Shourie, in fact, asserted that Vajpayee had made his statement on the basis of information that he had, and which had raised the Opposition’s apprehension about the assurances that PM Manmohan Singh made in Parliament on August 17, 20\06.

Vajpayee’s letter and the remarks of Shourie and Sinha suggested that the principal opposition party could be digging in its heels to take on the government on the deal. In fact, Sinha sought to cast BJP as the principal opponent of the deal, declaring that his party would seek no support from the Left in its opposition to the deal since the CPM had earlier backed out after striking a deal with the government. "Their’s is only a proforma protest,"the former foreign minister said of the Left.

"The setting up of the taskforce at this juncture is nothing more than a veiled move towards reversing our nuclear-related policies with a view to bringing them in conformity with many of the highly objectionable provisions of the Hyde Act; and then to pretend that the changes have been undertaken by US autonomously,"Vajpayee said in his letter.

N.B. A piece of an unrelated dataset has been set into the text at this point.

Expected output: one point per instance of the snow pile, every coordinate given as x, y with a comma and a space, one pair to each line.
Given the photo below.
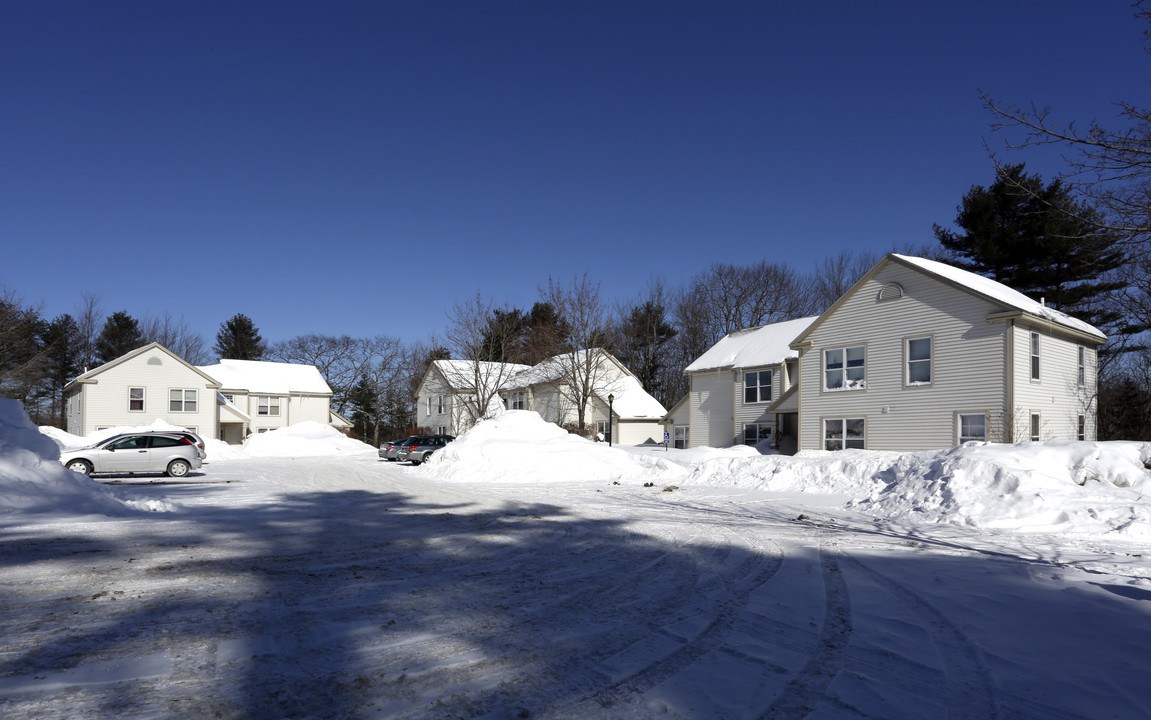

The BJP said the visit of the high-powered Indian team headed by national security advisor M K Narayanan later this month also pointed to a finalising of the deal. Vajpayee insisted that Washington’s confidence that the India-US nuclear deal would be concluded before the end of this year might also be linked to review of New Delhi’s policies. The BJP veteran maintained that various provisions of the Hyde Act were designed to stymie development of India’s nuclear weapons capabilities.

"The two, which will have the greatest adverse impact on our national security are those pertaining to the ban on nuclear tests by India and its working actively with the US for the early conclusion of a multilateral fissile material cut-off treaty (FMCT)," he said.

The former PM noted that India was presently free to resume nuclear testing, which he said might become necessary in response to moves by other countries.

Operationalisation of the nuclear deal, Vajpayee added, would therefore clearly require a change of policy on nuclear testing. "It would be a grave mistake to do so as it will compromise our capability to keep abreast of other countries in nuclear weapons development,"he said.

"It would be most unfortunate if we agree to verification by national technical means as the US, with the most advanced intelligence system and technology, will be in the driver’s seat in terms of operationalising the FMCT,"he added.

Vajpayee noted that the US, in such an event, would undertake "finger pointing in terms of those in violation of the FMCT”.